Some countries ceased QE last year, eg, New Zealand in July, and are now going the reverse and reducing their bond holdings.

@soix  well we can ask you a few questions on something I might have an idea about. First off do you know how many days worth of food supply the world has at any given time? Do you know how big of percentage of the food supply comes from the Ukraine? Do you know how many countries are net food exporters? When you answer those you will understand what a big deal it is if there is a crop disruption in the Ukraine. There is a difference in not being able to afford gas and not being able to buy food. People are so far past even thinking that there food doesn't get made in the super market it is scary.  Now secondly if I am so simple what percentage did your net worth rise the last two year? 

 

Regards

A key purpose of Central Banks raising interest rates is to tame inflation. But macroeconomic measures are akin to turning an oil tanker - they take time to have an effect. Rate rises also tend to have the effect of strengthening the currency, making imports more expensive. Currency markets react much faster than consumer price setters do. In a globalised economy exchange rates are heavily influenced by what other players do. So for example, the Euro fell against the Dollar recently because the ECB did not mirror the FED's actions. The indications now are that the ECB will begin raising rates, so that will affect the Euro dollar exchange rate. In any event, consumer price inflation has happened for a whole host of reasons - supply chain shortages, labour shortages, winding down of quantitative easing etc. In short, I would not expect interest rates in and of them selves to have any appreciable effect on the price of hi fi.

@retiredfarmer 

 

No need for unverifiable phallic measuring contests about whose net worth moved more during a pretty narrow timeframe. You guessed right on real estate and gold during that window. You are also fortunate that the Canadian dollar tracks so nicely with the US dollar. Rather than searching for someone to admire the paper gains you seem to be enjoying, you are hopefully implementing a strategy to secure and hedge against the coming unwind of Canadian real estate gains pushed (until recently) by the arms open policy toward the monied class of China so prevalent in Canada in recent years. 

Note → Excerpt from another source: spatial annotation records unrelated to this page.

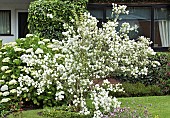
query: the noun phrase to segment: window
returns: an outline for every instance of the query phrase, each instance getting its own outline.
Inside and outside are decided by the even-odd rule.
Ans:
[[[0,10],[0,35],[11,34],[11,11]]]
[[[127,6],[129,15],[120,15],[119,23],[128,22],[131,26],[138,25],[138,33],[130,33],[130,38],[148,37],[153,42],[151,46],[155,51],[167,51],[170,47],[170,5],[127,4]],[[105,22],[111,17],[111,4],[89,4],[88,9],[101,21]]]
[[[154,20],[154,47],[170,47],[170,8],[155,8]]]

Gold was not a great investment during the pandemic. It was not awful, but it and silver until recently totally under-performed. Real estate did well due to lack of supply caused by a whole host of issues in some countries, not just pandemic or China, but general immigration, zoning blocking construction, policies that provided "false" affordability, etc. However, in some countries, said real-estate is declining (Canada for instance), and could be headed for correction leaving those most vulnerable to holding assets worth less than the debt they hold against that asset. It’s the 80’s all over again. People 8+ year into ownership with mortgages worth more than the house. It’s fine if you can weather it for another 10 year.